Il appartient à l’employeur qui conteste cette présomption d’apporter la preuve contraire.
A cet égard, s’il appartient au juge du fond de rechercher si la présomption d’imputabilité est ou non utilement combattue par une appréciation souveraine des éléments de fait et de preuve produits devant eux, et peut à cet égard ordonner une mesure d’expertise, la faculté d’ordonner une telle mesure relève de son pouvoir souverain d’appréciation.
La société soutient que le salarié a bénéficié de plus d’un an d’arrêt de travail.
Elle considère que la durée des arrêts pris en charge au titre de l’accident du travail est totalement disproportionnée eu égard à la nature des lésions initialement déclarées.
Toutefois, la société fait état de façon générale d’une disproportion et de sérieux doutes quant au caractère professionnel de la totalité des arrêts de travail et soins pris en charge. Ses seules affirmations ne sont pas de nature à remettre en cause le traumatisme justifiant les arrêts de travail tels que figurant sur les certificats produits par la caisse et la référence au barème de la Haute Autorité de Santé n’est qu’indicatif. Aucun élément permettant d’établir que ceux-ci auraient une autre cause que l’accident du travail et partant de renverser la présomption d’imputabilité n’est justifié.

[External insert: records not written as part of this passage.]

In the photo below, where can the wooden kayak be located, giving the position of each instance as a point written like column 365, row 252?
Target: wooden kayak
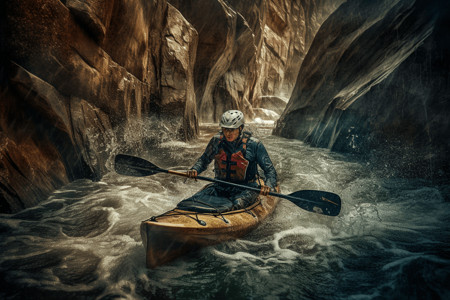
column 177, row 232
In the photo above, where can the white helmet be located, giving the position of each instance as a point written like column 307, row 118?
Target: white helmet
column 232, row 119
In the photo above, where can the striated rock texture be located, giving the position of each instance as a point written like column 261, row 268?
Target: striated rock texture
column 74, row 72
column 249, row 49
column 376, row 78
column 81, row 80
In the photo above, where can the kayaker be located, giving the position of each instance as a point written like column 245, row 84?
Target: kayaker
column 236, row 155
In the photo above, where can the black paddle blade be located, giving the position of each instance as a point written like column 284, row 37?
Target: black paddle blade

En conséquence, le tribunal déboute la société [3] de sa demande et rejette la demande d’expertise.
Sur les autres demandes
La société [3], qui succombe, sera condamnée aux dépens.
Aucune considération ne justifie l’application de l’article 700 du code de procédure civile au profit de la caisse primaire d’assurance-maladie du Val-de-Marne.
PAR CES MOTIFS,
— Déclare le recours recevable ;
— Déboute la société [3] de ses demandes ;
— Rejette la demande d’expertise ;
— Déclare opposable à la société [3] l’ensemble des soins et arrêts de travail prescrits à Mme [N] ainsi que la prise en charge de la nouvelle lésion du 27 septembre 2021 dans les suites de l’accident du travail dont elle a été victime le 18 septembre 2021 ;
— Déboute la caisse primaire d’assurance-maladie du Val-de-Marne de sa demande au titre de l’article 700 du code de procédure civile ;
— Condamne la société [3] aux dépens.